【業務用特集⑤】三菱食品、Msフレッシュデリカ活用、二次卸との取り組みも=嶋田嘉雄執行役員

–前期の実績について

sMデリカの市場が2.4%増、外食市場は100%を若干上回るほどと見る中、当社の売上高実績は得意先の好調や当社の提案がうまくいったこともあり、中食・外食を合わせた業務用合計で計7%増と市場を上回った。デリカは特に首都圏のsMが非常に好調で、2ケタを超える伸びとなった。また、外食はユーザー向けが2ケタ増、特にリクエは2割増に近い伸びを示した。
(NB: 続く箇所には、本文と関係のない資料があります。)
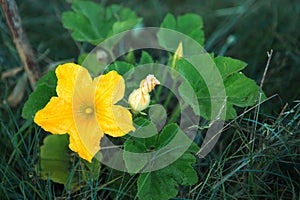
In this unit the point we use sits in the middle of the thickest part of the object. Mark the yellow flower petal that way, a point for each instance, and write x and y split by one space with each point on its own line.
115 121
110 88
85 109
68 75
56 117
85 139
一方、卸店向けは前年とほぼ横ばいだった。

–市場の状況について

デリカ市場はよく言われるように、女性の社会進出や単身世帯増といった社会的背景の変化の中で、時短、簡便性、経済性などさまざまな要因が合わさった上に、デリカ自体の味がおいしくなっていることもあり、伸長している。特に首都圏のsMはデリカに注力する企業が多く、デリカの構成比の高まりとともに、売上自体も伸びている。ちなみに、昨年の消費増税に際しても、メニュー変更で対応するなどもあってほとんど影響がなかった。
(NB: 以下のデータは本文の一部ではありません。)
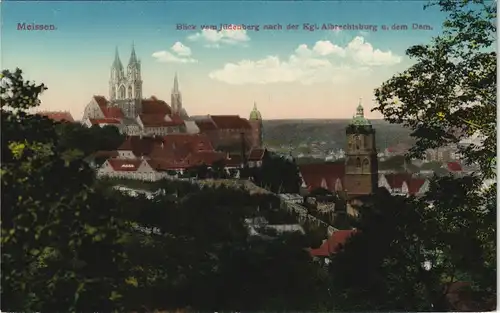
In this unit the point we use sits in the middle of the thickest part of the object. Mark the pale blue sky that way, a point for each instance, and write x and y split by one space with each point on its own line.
324 80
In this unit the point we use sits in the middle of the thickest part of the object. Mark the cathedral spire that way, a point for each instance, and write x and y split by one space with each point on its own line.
176 84
117 63
360 111
133 57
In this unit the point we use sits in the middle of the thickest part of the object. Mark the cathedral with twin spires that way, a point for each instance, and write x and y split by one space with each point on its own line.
127 109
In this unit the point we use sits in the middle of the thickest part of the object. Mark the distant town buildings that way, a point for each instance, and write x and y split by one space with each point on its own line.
134 115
さらに近年はイートインを充実させる動きがあり、デリカを楽しく食べられるような演出も考えられていきている。こうなると外食と中食の垣根がほとんどなくなることになる。

そしてCVsのデリカでは、古くからのおでん、近年のコーヒーやドーナッツと、外食をターゲットにして市場を取る一方、さらに市場全体を広げるような動きとなっている。
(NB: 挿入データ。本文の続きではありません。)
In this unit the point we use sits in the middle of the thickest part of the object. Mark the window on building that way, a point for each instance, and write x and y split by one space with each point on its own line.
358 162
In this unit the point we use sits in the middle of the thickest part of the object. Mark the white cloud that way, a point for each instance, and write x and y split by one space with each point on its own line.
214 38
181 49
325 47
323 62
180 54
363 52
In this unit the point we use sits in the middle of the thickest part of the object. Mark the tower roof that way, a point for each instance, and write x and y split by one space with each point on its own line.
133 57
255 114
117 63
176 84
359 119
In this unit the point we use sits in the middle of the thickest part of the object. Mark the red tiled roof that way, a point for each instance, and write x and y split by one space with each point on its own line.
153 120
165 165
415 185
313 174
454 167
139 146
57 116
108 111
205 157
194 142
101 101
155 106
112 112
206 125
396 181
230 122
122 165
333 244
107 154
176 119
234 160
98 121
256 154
一方、外食は、ファミリーレストラン等が客単価を上げ、“たまにはちょっとした贅沢を”求める生活者を取り込んでいる。一方、CVsと競合するファストフード(FF)や、若者の酒離れが言われている居酒屋業態が苦戦している。もちろん、居酒屋でもメニューの工夫をする個店では伸びているところがたくさんあり、優勝劣敗が色濃くなっている。

–御社の強みと取り組みについて

デリカでは、まず子会社のMsフレッシュデリカというメーカー機能を持ち、“ものづくり”に取り組んでいることが挙げられる。同社ではチルドのメンチやカツなどの揚げ物を製造しているが、味に対する得意先の評価が非常に高く、当社の武器の1つとなっている。さらに、同社では得意先の要望に合わせて、スペックをカスタマイズできる。現在、得意先のsMでは“このお店でしか買えない”独自のこだわりによる“名物商品”を作りたいというニーズがある。同社はたとえばメンチで言えば数百種類のレシピを持つなど、そのニーズに応えることができることが強みで、実際に成果を上げている。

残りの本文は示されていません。